Tidak hanya dengan pihak-pihak lain, jurnalis juga berkolaborasi dengan sesamanya. Glick mengatakan, "Ketika organisasi berita lain membuat sebuah berita, saya bisa mengembangkannya. Jadi, kami saling membangun dan bekerja sama.”
“Karena, sejujurnya, kita semua melakukan ini bersama-sama. Semua orang, di seluruh dunia, akan terpengaruh oleh perubahan ini, dan kita harus menemukan cara untuk bekerja sama," lanjutnya.
Adapun acara diskusi yang diselenggarakan @america ini mengulas kerja sama dalam menghadapi isu-isu global, seperti krisis iklim. Dalam hal isu perubahan iklim, AS pun berkomitmen untuk berkolaborasi dengan Indonesia.

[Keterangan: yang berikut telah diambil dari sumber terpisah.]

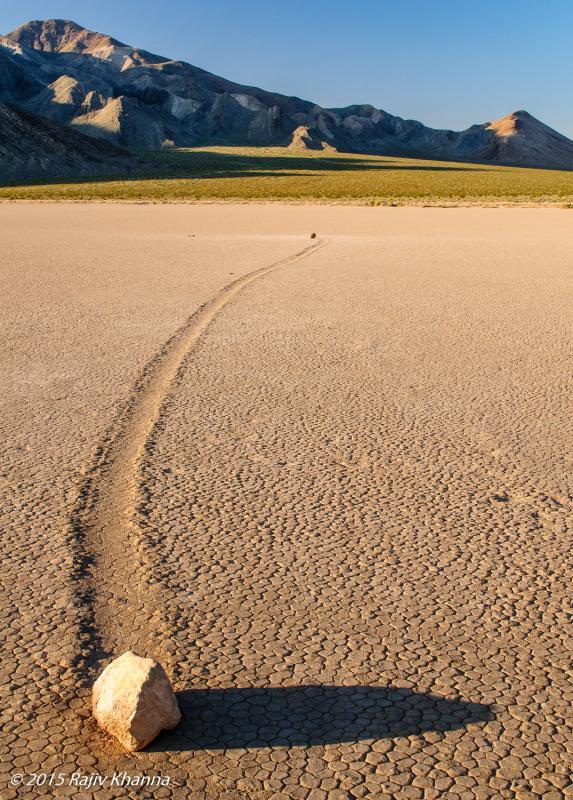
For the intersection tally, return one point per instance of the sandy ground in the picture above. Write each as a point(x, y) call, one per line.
point(329, 488)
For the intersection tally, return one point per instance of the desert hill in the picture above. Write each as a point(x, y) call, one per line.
point(33, 148)
point(133, 98)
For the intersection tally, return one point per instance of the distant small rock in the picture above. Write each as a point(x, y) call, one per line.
point(133, 701)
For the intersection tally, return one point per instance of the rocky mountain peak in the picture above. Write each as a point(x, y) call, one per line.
point(61, 36)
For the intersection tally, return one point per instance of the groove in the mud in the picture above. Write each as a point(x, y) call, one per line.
point(113, 590)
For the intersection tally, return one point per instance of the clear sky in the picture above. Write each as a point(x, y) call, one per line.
point(448, 63)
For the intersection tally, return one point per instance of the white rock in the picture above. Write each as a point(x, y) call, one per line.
point(133, 701)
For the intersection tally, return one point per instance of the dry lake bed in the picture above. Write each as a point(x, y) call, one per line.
point(325, 481)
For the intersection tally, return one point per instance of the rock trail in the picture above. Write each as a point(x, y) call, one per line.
point(114, 587)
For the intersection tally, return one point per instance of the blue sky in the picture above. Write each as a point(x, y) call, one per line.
point(448, 63)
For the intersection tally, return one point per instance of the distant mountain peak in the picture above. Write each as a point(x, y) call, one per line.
point(60, 70)
point(61, 36)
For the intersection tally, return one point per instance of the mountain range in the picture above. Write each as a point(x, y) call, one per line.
point(95, 87)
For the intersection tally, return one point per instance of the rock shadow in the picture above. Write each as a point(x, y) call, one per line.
point(303, 716)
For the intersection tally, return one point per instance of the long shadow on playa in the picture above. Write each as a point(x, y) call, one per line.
point(311, 715)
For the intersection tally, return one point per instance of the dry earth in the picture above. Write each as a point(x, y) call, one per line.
point(327, 483)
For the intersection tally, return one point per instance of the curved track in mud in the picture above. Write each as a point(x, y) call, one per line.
point(112, 575)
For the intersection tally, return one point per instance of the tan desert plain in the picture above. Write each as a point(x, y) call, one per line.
point(325, 482)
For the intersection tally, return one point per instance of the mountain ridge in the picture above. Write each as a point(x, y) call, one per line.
point(136, 99)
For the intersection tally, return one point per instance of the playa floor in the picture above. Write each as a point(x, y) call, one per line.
point(326, 482)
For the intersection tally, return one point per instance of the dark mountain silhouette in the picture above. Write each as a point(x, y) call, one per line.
point(129, 97)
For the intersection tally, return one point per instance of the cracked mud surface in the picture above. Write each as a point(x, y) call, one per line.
point(353, 497)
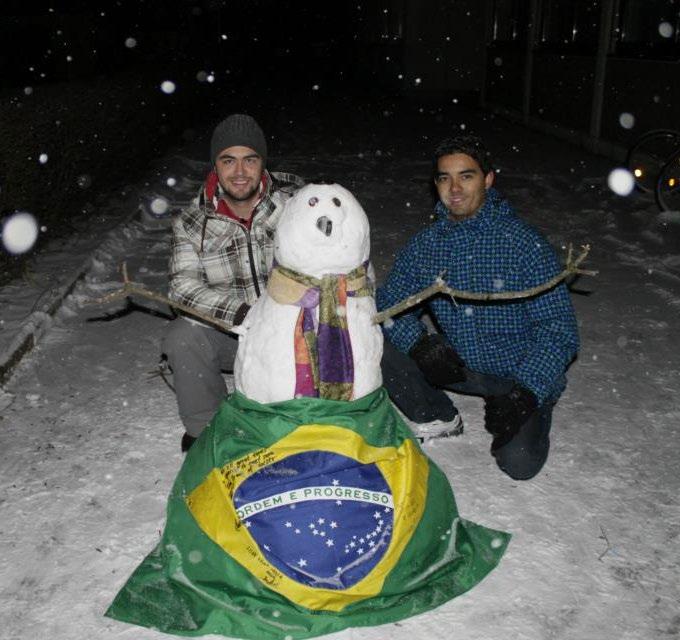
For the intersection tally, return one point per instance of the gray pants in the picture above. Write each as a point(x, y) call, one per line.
point(197, 356)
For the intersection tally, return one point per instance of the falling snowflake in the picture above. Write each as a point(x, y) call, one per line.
point(19, 232)
point(159, 206)
point(621, 181)
point(168, 87)
point(666, 30)
point(627, 120)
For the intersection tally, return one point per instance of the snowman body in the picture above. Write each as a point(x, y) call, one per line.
point(323, 230)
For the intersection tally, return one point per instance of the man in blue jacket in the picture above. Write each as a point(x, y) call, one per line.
point(515, 353)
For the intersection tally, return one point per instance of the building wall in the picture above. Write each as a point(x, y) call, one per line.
point(553, 85)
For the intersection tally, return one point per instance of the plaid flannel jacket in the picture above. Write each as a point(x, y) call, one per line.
point(217, 265)
point(531, 341)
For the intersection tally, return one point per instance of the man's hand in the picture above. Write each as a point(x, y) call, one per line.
point(506, 414)
point(438, 361)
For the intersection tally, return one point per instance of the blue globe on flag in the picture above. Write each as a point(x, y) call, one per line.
point(323, 519)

“Pemerintah AS sangat berkomitmen terhadap isu lingkungan. Kami menemukan banyak kesamaan tujuan dengan Pemerintah Indonesia, dan kami berharap dapat terus bekerja sama sepanjang tahun peringatan 75 tahun ini dan seterusnya untuk menarik perhatian pada isu-isu penting tentang keberlanjutan dan memastikan planet ini tetap layak huni bagi semua orang,“ ujar Wakil Atase Pers Kedubes AS, Nicholas Geisinger, dalam kata sambutannya.
Kisah Masyarakat Jadi Strategi Kunci
Dalam jurnalisme kolaboratif yang fokus pada isu iklim, salah satu strategi kunci adalah untuk bekerja sama dengan komunitas lokal dan menyebarkan cerita mereka yang telah terdampak langsung oleh berbagai isu lingkungan.
Menurut Direktur Program Mongabay Indonesia, Ridzki Sigit, yang mengutip salah satu penelitian yang ia lakukan pada tahun 2022 bersama dua rekannya, Verselita dan Evelina, pemerintah menjadi sumber utama informasi mengenai perubahan iklim bagi media.
“Referensi utama bagi media adalah upaya pemerintah dalam mengatasi krisis iklim... Hampir 60% sumber berita berasal dari pemerintah,” ujar Ridzki. Dibanding itu, 12,4% sumber berasal dari observer, akademisi, dan peneliti, sedangkan 10,8% sumber berasal dari masyarakat.
Ridzki kemudian mengatakan, “Jika Anda ingin berbagi informasi tentang perubahan iklim, itu harus menjadi pengalaman pribadi masyarakat... Anda harus menjadikan isu ini sebagai isu harian.”
Menceritakan keadaan masyarakat yang merasakan dampak krisis iklim sangat penting dalam melaporkan isu tersebut, terutama untuk melibatkan masyarakat umum.
“(Untuk melibatkan masyarakat dalam isu iklim), kata kuncinya bagi saya adalah 'cerita'. Kami adalah jurnalis, tapi kami juga pembuat cerita... ini bukan hanya cerita ilmiah, tapi juga cerita manusia. Dan saya pikir kita sebagai jurnalis perlu menemukan kisah manusia untuk mencoba menyampaikan informasi tentang perubahan iklim dan bagaimana perubahan iklim mempengaruhi kehidupan di planet ini,” ujar Glick.
Menurut Glick, cerita-cerita komunitas lokal adalah awal yang penting untuk menggerakkan publik agar dapat mencapai perubahan yang berarti.
Ia mengatakan, “Saya pikir (cerita) adalah hal yang menggerakkan hati orang. Dan saya rasa kita perlu menggerakkan hati mereka sebelum kita dapat menggerakkan pikiran mereka dan sebelum kita dapat menggerakkan dompet mereka.”
“Karena kita perlu memberikan tekanan kepada orang-orang yang berada di posisi kekuasaan, kita perlu melakukannya melalui media, melalui publik, melalui orang-orang yang peduli,” lanjut Glick.